Las jóvenes desearon una feliz Navidad a través de una breve representación titulada “Lo cotidiano: donde el instante se abre a lo eterno”, en la que destacaron que, gracias a la encarnación de Cristo, la vida diaria y cada instante pueden abrirse a la eternidad, convirtiéndose así en el lugar donde el abrazo de Dios es ininterrumpido.
Los protagonistas de lo cotidiano son los “héroes de nuestro tiempo”, el “pueblo de Dios paciente” y los “santos de la puerta de al lado”, quienes corren el riesgo de perderse en el frenesí y, sin embargo, buscan siempre retomar la marcha por la vía iluminada por la Luz que «viene a habitar entre nosotros».
Las novicias concluyeron este momento con el canto “Questa Terra” (Esta Tierra), que resume el significado que quisieron dar a su felicitación: “Esta tierra se cubre de inmensidad y el tiempo se abre a la eternidad para recibir al Hijo de Dios, revestido de verdadera humanidad”.

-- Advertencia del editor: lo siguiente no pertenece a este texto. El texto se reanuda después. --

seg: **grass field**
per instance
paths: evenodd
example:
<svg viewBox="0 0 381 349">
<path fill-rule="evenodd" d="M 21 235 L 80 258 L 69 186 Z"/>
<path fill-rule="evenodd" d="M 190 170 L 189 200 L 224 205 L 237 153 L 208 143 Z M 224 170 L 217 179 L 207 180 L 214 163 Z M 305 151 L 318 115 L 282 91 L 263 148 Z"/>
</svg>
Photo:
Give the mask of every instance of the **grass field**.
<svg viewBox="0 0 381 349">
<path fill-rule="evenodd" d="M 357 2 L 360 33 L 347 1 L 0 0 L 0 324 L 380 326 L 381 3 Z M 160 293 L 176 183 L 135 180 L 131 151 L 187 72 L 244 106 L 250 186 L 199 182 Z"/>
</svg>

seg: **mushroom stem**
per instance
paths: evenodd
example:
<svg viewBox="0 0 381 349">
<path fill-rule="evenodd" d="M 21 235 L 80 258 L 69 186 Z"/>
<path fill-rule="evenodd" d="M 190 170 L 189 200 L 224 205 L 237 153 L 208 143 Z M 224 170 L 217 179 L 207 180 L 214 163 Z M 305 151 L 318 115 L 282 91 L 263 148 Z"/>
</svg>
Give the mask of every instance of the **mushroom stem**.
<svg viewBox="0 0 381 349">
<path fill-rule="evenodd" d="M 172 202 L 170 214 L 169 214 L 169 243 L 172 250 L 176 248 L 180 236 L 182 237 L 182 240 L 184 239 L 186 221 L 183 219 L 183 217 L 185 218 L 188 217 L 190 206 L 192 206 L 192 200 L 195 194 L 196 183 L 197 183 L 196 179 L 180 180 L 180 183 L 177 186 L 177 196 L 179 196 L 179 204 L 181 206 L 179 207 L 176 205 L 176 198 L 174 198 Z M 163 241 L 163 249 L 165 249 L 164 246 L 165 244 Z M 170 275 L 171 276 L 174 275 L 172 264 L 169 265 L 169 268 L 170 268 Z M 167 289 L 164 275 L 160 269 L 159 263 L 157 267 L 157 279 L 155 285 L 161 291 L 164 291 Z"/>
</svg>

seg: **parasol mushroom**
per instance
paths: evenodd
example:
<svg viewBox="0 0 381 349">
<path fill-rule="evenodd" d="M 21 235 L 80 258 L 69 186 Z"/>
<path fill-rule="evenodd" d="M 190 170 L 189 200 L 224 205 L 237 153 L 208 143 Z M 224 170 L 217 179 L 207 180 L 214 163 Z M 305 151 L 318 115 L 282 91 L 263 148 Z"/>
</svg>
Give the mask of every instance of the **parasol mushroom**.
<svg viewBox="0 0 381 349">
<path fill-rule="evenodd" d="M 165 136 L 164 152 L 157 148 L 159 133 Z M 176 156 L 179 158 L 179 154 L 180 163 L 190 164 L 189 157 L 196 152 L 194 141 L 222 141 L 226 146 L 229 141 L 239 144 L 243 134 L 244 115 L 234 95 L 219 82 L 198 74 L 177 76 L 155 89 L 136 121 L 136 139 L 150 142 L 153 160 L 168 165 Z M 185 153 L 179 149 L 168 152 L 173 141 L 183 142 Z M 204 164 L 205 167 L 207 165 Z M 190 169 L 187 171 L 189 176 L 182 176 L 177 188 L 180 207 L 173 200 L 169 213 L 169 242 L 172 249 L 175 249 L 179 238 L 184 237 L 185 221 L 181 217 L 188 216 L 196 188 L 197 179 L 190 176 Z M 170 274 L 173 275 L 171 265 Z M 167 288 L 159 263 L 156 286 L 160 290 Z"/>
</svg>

El Consejo General correspondió con un canto titulado “Que la Navidad sea paz”, en el cual todas participaron alternando las voces de dos solistas con el coro en el estribillo:
“Que la Navidad sea paz, que la Navidad sea luz, que cada gesto de amor nos haga a todos mejores”.
En un mundo que corre veloz, entre luces y sombras, hay un deseo que une a todos: la paz. Una paz que puede nacer de las cosas sencillas: una sonrisa, una mano tendida, un gesto de amor.
Posteriormente, la Madre dejó su mensaje partiendo de la Palabra de Dios que la Liturgia entrega en estos días. Resaltando la figura de María y de José, invitó a todas a interiorizar su actitud de escucha y de acogida ante una llamada inesperada. Una docilidad al Señor que parte de lo cotidiano y que llama a cada una a hacerle espacio, a dejarlo actuar en la propia vida:
“En el fondo, la Navidad es esto: dejar que Dios haga de nosotras y en nosotras lo que quiera. Jesús se encarna en el vientre de María porque ella cree que Dios es Dios, que puede hacer en ella lo que humanamente es imposible; y lo mismo cree José, por eso se realiza este gran Misterio”.
La velada concluyó con el intercambio de regalos y un momento de convivencia en la alegría y el espíritu de familia que anuncia la Navidad del Señor.